26/11/12

El Bucle Finito



Mientras los días pasan más allá de la ventana de la habitación, las noches son aun más largas, fuera llueve, cada vez con más intensidad, el agua impacta contra el cristal y se esparce desorganizadamente entre la oscuridad que el crepúsculo trae consigo. Dos pequeñas gotas aisladas del resto son atraídas entre si hasta quedar ligadas en un mismo cuerpo, resbalan juguetonas e inquietas cuando la gravedad las llama.

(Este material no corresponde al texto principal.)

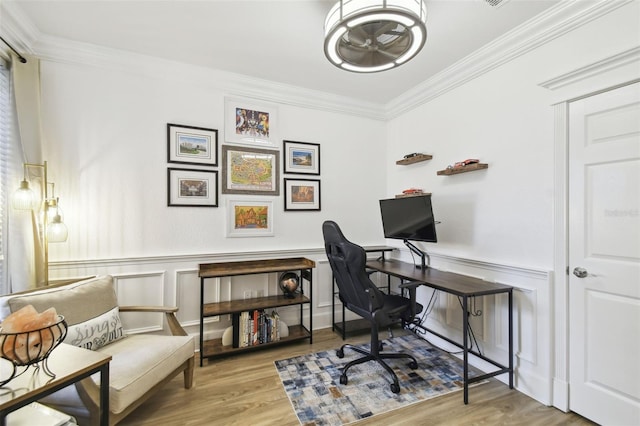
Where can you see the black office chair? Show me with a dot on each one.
(360, 295)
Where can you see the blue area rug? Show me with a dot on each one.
(312, 382)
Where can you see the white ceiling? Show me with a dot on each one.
(280, 41)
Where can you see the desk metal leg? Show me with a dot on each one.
(104, 395)
(465, 348)
(510, 339)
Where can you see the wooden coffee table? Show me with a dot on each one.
(70, 364)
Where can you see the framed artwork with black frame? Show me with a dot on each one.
(252, 171)
(302, 195)
(192, 145)
(192, 188)
(301, 158)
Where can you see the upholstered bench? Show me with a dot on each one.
(141, 363)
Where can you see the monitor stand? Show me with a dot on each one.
(423, 255)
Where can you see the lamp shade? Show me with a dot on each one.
(374, 35)
(24, 198)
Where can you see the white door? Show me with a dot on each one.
(604, 256)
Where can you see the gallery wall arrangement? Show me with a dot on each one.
(249, 164)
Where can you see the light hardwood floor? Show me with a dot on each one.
(246, 390)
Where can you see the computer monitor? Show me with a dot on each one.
(410, 218)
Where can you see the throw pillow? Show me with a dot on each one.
(90, 309)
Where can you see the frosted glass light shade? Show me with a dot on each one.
(24, 198)
(374, 35)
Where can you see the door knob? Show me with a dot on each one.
(580, 272)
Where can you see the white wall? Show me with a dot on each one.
(106, 143)
(503, 217)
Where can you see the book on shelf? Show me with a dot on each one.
(255, 327)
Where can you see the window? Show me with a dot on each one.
(5, 167)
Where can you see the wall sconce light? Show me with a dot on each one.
(53, 228)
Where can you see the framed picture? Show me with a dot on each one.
(248, 122)
(301, 158)
(302, 195)
(192, 145)
(192, 188)
(250, 218)
(252, 171)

Al localizarlas, unos ojos las siguen desde que empiezan hasta que terminan su recorrido en el marco de la ventana, durante el temporal, en el alfeizar de esta, se muere una planta.

Hoy el cielo se colorea gris y negro y las nubes permanecen inmóviles ante su propia ira


En el interior, donde el humo de un cigarrillo prácticamente consumido envuelve la atmósfera del cuarto, se adueña del ambiente el sonido de un reloj, que parece irse, y volver, irse, y volver… pero no nos abandona, la luz de una vela es lo único que se manifiesta con vida dentro de la habitación, y dicha luz es lo único que permanece indiferente ante la nebulosidad opaca que engendra la noche. Fuera, todo aparenta ser mecánico y artificial, excepto la oscuridad que lo cubre todo, que fluye con total libertad formando sombras y melancolía, tiene el poder de anular el tiempo, de menospreciar las formas, los colores, de convertirse en caos y silencio.

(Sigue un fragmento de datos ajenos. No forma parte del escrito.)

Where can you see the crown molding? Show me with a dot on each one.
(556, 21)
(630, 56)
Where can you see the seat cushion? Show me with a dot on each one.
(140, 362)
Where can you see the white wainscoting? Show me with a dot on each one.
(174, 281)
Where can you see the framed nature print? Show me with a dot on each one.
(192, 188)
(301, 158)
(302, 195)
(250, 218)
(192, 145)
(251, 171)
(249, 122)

Sentada en una silla junto a la ventana, una silueta permanece en estado de espera. Su mirada; tan frágil como bella… Se puede distinguir la rabia, el dolor, la tenebrosidad está plasmada en sus hermosas pupilas, el horrible reflejo de su alma perturbada se muestra impasible ante el ventanal.

La retrospección dura horas, de vez en cuando la dirección de sus pensamientos cambia de un extremo a otro del cosmos estrellado, que se pierde por encima del diluvio, el cosmos que permanece y, al igual que el tic-tac del reloj, es siempre el mismo.


Deja pasar unos minutos con la cabeza gacha y el tronco sutilmente encorvado, ahora también llueve dentro, unas pronunciadas ojeras se adueñan de su rostro, y en éste ya no queda ninguna señal de vida más allá del mar de lágrimas que se desliza por sus mejillas.

Una suave brisa entra por debajo de la puerta y amenaza con apagar la vela, y la cálida neblina que desprende el cigarro empaña con vaho la sed de su consciencia. Una segunda brisa, esta vez con más fuerza, deja la cicatriz de su huella. Y se apaga la vela.

El contorno ya no es un contorno, ahora todo forma parte de la oscuridad. Durante un instante un sobrecogedor suspiro enmudece el reloj, enmudece la lluvia y dilata la sensación de soledad en el espacio, solo durante un instante. Ese infinito compás es quien vuelve a atraparlo todo, aliado del caos.


Y de repente, la silla se arrastra. La ventana se abre, las cortinas bailan en un estruendoso océano de incomprensibles sollozos. Todo se mueve. Todo se rompe. Nada se entiende. Pero la tormenta no cesa.

Solo cuando el ocaso es capaz de distraerse y la noche es reina de su plenitud, se escucha el cargar de una pistola y como una sombra que se desvanece ante la luz del fogonazo, todo termina.